Altogether, the new curriculum includes 15 credits of required skills training, up from 6 credits in the current program, including eight credits of legal research and writing, Martin says.
The new curriculum will emphasize a more broad-based education, and integrates theory with practice.
Students studying contracts and property law during the spring semester, for example, are taking at the same time a skills and professionalism lab class in transactional law, in which they will practice negotiating and drafting such transactions.
Though the new curriculum will have specialized courses in areas of practice, including the Indian law section the school recently rolled out and its commercial law center, which it opened last year, it doesn't require a "concentration," which is like a minor degree, Martin says.
As it moves forward with the curriculum change, the law school also is seeking to expand its focus on international law.
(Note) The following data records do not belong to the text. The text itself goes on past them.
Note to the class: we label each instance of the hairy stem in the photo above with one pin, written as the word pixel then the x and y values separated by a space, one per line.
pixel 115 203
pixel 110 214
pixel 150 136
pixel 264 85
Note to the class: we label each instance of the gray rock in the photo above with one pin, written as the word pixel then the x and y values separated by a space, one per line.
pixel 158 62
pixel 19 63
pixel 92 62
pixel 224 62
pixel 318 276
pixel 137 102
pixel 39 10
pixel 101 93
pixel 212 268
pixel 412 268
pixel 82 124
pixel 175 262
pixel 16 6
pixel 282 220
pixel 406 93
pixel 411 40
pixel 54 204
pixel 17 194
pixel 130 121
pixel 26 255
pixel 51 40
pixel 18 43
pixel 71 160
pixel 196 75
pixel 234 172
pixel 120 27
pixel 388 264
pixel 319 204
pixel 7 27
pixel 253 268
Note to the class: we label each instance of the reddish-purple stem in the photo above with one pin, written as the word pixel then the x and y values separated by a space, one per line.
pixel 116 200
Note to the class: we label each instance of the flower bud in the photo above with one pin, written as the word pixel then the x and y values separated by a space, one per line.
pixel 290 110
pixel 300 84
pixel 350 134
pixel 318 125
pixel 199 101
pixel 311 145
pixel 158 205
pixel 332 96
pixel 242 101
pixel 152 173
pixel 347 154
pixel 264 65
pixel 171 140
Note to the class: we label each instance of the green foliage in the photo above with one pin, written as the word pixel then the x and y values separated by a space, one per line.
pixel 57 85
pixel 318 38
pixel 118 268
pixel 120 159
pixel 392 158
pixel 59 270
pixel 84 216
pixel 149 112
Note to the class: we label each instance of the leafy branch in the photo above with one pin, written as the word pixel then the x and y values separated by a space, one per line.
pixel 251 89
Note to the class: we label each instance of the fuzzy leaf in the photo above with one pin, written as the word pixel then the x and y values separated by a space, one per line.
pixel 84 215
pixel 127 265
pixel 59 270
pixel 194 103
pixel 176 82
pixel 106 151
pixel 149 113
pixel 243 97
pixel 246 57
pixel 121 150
To that end, it's developing an international student and faculty exchange program, Martin says. He recently signed agreements with two universities, in China and South Korea, and the school will host five students from China as first-year law students next year.
Over the next few years, Martin says he expects Gonzaga to solidify these changes and refine its new curriculum, while seeking to minimize cost increases for its students.
"We're in a very changing marketplace, with the cost of education and the economy of practice," Martin says. He says the school, which has only raised its tuition an average of 4 percent a year for the last three years, will continue to look at keeping costs down without cutting programs.
"I like being a private institution in that regard. You control your own destiny," Martin says.
Compared with public law schools in Washington, Idaho, and Montana, Gonzaga is in a good financial position to do that right now, Martin says.